Certain information in this press release may contain forward-looking statements. This information is based on current expectations that are subject to significant risks and uncertainties that are difficult to predict. Actual results might differ materially from results suggested in any forward-looking statements. Jo-Jo assumes no obligation to update the forward-looking statements, or to update the reasons why actual results could differ from those reflected in the forward-looking statements unless and until required by securities laws applicable to Jo-Jo. Additional information identifying risks and uncertainties is contained in filings by Jo-Jo with the Canadian securities regulators, which filings are available at www.sedarplus.ca.
Forward-looking statements are inherently subject to known and unknown risks, uncertainties and other factors that may cause actual results to differ materially from those expressed or implied.
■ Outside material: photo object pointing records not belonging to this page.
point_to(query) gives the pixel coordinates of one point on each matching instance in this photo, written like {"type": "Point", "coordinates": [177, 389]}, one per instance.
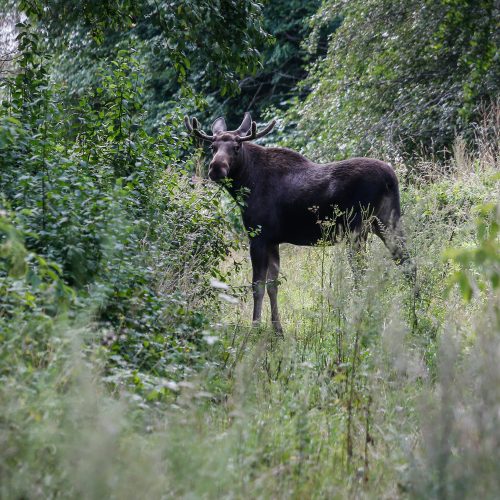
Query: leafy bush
{"type": "Point", "coordinates": [404, 73]}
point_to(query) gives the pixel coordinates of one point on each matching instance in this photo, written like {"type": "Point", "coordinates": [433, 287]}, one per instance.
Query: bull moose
{"type": "Point", "coordinates": [287, 197]}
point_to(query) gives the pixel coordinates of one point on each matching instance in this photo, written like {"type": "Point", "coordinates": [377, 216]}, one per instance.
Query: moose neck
{"type": "Point", "coordinates": [243, 176]}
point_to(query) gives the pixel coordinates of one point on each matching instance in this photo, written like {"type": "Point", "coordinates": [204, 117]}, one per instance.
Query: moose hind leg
{"type": "Point", "coordinates": [260, 259]}
{"type": "Point", "coordinates": [272, 286]}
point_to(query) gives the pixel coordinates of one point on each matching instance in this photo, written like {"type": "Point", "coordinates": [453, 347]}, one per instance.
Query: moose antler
{"type": "Point", "coordinates": [194, 128]}
{"type": "Point", "coordinates": [253, 134]}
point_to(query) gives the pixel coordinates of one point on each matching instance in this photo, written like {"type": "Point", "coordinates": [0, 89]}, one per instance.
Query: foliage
{"type": "Point", "coordinates": [405, 73]}
{"type": "Point", "coordinates": [485, 255]}
{"type": "Point", "coordinates": [125, 373]}
{"type": "Point", "coordinates": [188, 46]}
{"type": "Point", "coordinates": [276, 82]}
{"type": "Point", "coordinates": [94, 193]}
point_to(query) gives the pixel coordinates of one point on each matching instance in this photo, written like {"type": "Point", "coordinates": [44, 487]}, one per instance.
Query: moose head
{"type": "Point", "coordinates": [225, 144]}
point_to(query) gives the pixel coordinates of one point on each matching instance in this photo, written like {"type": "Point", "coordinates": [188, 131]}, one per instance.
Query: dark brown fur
{"type": "Point", "coordinates": [290, 199]}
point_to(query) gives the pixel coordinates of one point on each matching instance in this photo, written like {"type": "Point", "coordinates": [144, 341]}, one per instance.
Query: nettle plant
{"type": "Point", "coordinates": [112, 204]}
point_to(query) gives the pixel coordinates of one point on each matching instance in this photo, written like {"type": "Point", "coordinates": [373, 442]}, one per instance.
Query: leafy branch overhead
{"type": "Point", "coordinates": [203, 42]}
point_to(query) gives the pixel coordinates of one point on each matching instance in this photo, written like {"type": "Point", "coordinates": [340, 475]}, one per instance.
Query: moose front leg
{"type": "Point", "coordinates": [260, 260]}
{"type": "Point", "coordinates": [272, 286]}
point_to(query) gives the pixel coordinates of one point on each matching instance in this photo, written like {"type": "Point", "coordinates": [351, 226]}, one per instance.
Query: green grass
{"type": "Point", "coordinates": [355, 402]}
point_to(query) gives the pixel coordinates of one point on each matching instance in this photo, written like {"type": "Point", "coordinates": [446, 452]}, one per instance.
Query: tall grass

These risks and uncertainties include, among other things, changes in general economic, business and political conditions, and the availability of financing.
Although the Company believes that the expectations reflected in the forward-looking statements are reasonable, it can give no assurance that such expectations will prove to be correct. Readers should not place undue reliance on forward-looking statements. The Company undertakes no obligation to update forward-looking statements except as required by law.